PRX2 Il plasmide di attivazione CRISPR (m) fornisce un approccio mirato e non distruttivo per sovraregolare l'espressione endogena di Prrx2 senza alterare la sequenza di DNA sottostante.
PRX2 Il plasmide di attivazione CRISPR (m) è un sistema SAM (mediatore di attivazione sinergico) a tre plasmidi progettato per la sovraregolazione trascrizionale altamente efficiente e sito-specifica del locus Prrx2 nelle linee cellulari umane. Il sistema è costruito attorno a una Cas9 cataliticamente inattiva (dCas9) che porta due mutazioni inattivanti (D10A e N863A) che eliminano l'attività nucleasica preservando al contempo il legame con il DNA. Questa dCas9 è fusa con VP64, un potente attivatore trascrizionale, ed è coespressa con un gene di resistenza alla blasticidina per la selezione. Il secondo plasmide codifica la proteina di fusione MS2-p65-HSF1, un complesso attivatore secondario che agisce in sinergia con dCas9-VP64, insieme a un gene di resistenza all'igromicina. Il terzo plasmide codifica un sgRNA specifico per il bersaglio di 20 nt fuso a due aptameri di RNA MS2 che reclutano il complesso MS2-p65-HSF1 nel sito di attivazione, accompagnato da un gene di resistenza alla puromicina. I tre plasmidi vengono somministrati in un rapporto di massa 1:1:1 per un'espressione bilanciata di tutti i componenti del sistema.

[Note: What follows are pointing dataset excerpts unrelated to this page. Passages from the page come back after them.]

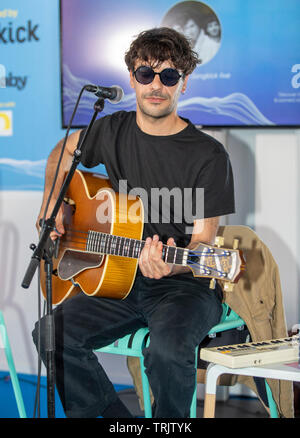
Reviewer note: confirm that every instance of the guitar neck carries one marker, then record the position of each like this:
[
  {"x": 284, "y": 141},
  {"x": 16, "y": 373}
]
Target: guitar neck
[{"x": 110, "y": 244}]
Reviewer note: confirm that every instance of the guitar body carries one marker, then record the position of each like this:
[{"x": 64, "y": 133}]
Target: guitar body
[{"x": 91, "y": 204}]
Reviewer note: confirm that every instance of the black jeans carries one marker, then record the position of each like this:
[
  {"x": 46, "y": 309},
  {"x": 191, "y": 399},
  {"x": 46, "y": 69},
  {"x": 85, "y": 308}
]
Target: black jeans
[{"x": 179, "y": 312}]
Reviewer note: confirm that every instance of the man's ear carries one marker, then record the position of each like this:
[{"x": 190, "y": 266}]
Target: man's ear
[
  {"x": 131, "y": 80},
  {"x": 184, "y": 84}
]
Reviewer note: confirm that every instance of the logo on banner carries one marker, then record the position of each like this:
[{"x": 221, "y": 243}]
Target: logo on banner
[
  {"x": 6, "y": 123},
  {"x": 20, "y": 34},
  {"x": 2, "y": 76}
]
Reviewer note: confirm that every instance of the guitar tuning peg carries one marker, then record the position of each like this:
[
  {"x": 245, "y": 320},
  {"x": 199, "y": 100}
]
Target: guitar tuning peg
[
  {"x": 219, "y": 241},
  {"x": 228, "y": 287},
  {"x": 235, "y": 243},
  {"x": 212, "y": 283}
]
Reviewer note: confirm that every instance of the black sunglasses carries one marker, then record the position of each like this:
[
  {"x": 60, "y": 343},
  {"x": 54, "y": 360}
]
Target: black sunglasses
[{"x": 145, "y": 75}]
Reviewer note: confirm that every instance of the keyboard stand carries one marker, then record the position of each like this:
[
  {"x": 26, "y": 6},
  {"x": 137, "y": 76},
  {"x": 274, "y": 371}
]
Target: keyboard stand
[{"x": 280, "y": 371}]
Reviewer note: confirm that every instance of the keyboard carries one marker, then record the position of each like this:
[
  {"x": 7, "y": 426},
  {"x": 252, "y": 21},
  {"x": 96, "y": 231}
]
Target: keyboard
[{"x": 254, "y": 353}]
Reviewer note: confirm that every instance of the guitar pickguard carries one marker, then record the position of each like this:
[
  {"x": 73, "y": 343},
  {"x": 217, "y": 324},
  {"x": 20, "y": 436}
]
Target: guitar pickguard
[{"x": 73, "y": 262}]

Una volta assemblato nel locus bersaglio, il complesso SAM si lega a circa 200 bp a monte del sito di inizio della trascrizione Prrx2, dove VP64, p65 e HSF1 agiscono in modo concertato per reclutare il machinery trascrizionale e guidare la sovraregolazione dell'espressione endogena di PRX2. A differenza della Cas9 con attività nucleasica, dCas9 non introduce rotture a doppio filamento né modifica la sequenza genomica, preservando il locus Prrx2 nativo e consentendo lo studio delle risposte trascrizionali dipendenti da PRX2 nel locus endogeno, rendendolo uno strumento prezioso per studi funzionali, l'identificazione di geni bersaglio e la modellizzazione del ripristino della via PRX2 nelle cellule tumorali con espressione di Prrx2 silenziata o ridotta.
Solo per uso di ricerca. Non destinato a uso diagnostico o terapeutico.